In a classical frequentist test you commit to a sample size up front, run to that sample, then check the result once. Peek before the planned sample is hit and your effective alpha is way higher than the 0.05 you nominally set.

Sequential testing is a family of methods that mathematically account for peeking. You can check results as data comes in and stop early when you have enough evidence, without inflating false-positive rate. The trade-off is more complex maths and stricter stopping rules than they appear.

  • SPRT (Sequential Probability Ratio Test) - Wald’s original from the 1940s. Compute a running likelihood ratio, stop when it crosses one of two thresholds. Mostly historical interest, rarely used directly in CRO platforms.
  • Group sequential testing - check at predefined intervals (every week, every 5000 visitors) with adjusted thresholds at each look. Standard in pharma trials.
  • Always-valid inference - methods that produce p-values and confidence intervals that remain valid no matter how often you peek.
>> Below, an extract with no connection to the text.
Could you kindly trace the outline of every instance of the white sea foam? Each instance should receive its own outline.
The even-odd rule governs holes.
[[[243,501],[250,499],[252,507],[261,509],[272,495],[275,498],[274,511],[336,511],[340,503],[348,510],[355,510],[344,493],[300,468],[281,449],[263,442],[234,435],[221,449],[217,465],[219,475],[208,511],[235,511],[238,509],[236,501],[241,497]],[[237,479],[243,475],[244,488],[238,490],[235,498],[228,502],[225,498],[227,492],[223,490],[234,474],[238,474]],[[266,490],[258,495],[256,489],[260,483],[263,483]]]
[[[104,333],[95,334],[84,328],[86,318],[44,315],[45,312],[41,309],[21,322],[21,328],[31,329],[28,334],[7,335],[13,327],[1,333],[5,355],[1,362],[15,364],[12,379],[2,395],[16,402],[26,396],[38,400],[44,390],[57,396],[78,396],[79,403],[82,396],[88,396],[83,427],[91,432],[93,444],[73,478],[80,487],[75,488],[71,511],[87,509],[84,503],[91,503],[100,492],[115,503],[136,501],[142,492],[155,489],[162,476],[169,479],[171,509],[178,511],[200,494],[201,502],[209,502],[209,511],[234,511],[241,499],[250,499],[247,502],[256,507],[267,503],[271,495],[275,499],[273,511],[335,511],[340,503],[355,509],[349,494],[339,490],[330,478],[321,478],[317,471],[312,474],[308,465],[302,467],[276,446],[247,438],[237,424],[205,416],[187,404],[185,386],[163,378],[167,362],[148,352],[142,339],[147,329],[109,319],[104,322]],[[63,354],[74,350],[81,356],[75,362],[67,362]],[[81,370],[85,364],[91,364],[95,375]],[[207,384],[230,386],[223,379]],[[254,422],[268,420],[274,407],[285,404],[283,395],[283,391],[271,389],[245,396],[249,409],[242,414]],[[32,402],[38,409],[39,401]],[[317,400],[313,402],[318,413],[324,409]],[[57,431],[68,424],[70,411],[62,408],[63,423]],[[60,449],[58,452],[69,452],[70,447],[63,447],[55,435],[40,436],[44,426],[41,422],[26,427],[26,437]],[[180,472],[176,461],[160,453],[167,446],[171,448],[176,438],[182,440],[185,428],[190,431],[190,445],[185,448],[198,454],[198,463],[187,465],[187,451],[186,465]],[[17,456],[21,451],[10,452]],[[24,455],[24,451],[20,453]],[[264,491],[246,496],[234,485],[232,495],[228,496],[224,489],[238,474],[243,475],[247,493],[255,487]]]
Statsig’s sequential testing is in this family.
  • Bayesian sequential - Bayesian methods don’t have the same theoretical peeking penalty as frequentist ones, though early stopping still biases the effect size estimate upward.

Why most CRO programmes don’t use it formally

Section titled “Why most CRO programmes don’t use it formally”

The honest reason: most tools that claim to handle peeking are doing Bayesian inference with weakly informative priors and labelling it “sequential”. Which is fine, but it’s not the same as a formal sequential frequentist procedure.

For most teams running tests on Shopify or similar platforms, the practical advice is simpler. Pick your sample size, run to it, look once. If you want to peek legitimately, use a tool that does proper sequential or Bayesian analysis. Don’t just check daily and stop when you like the result.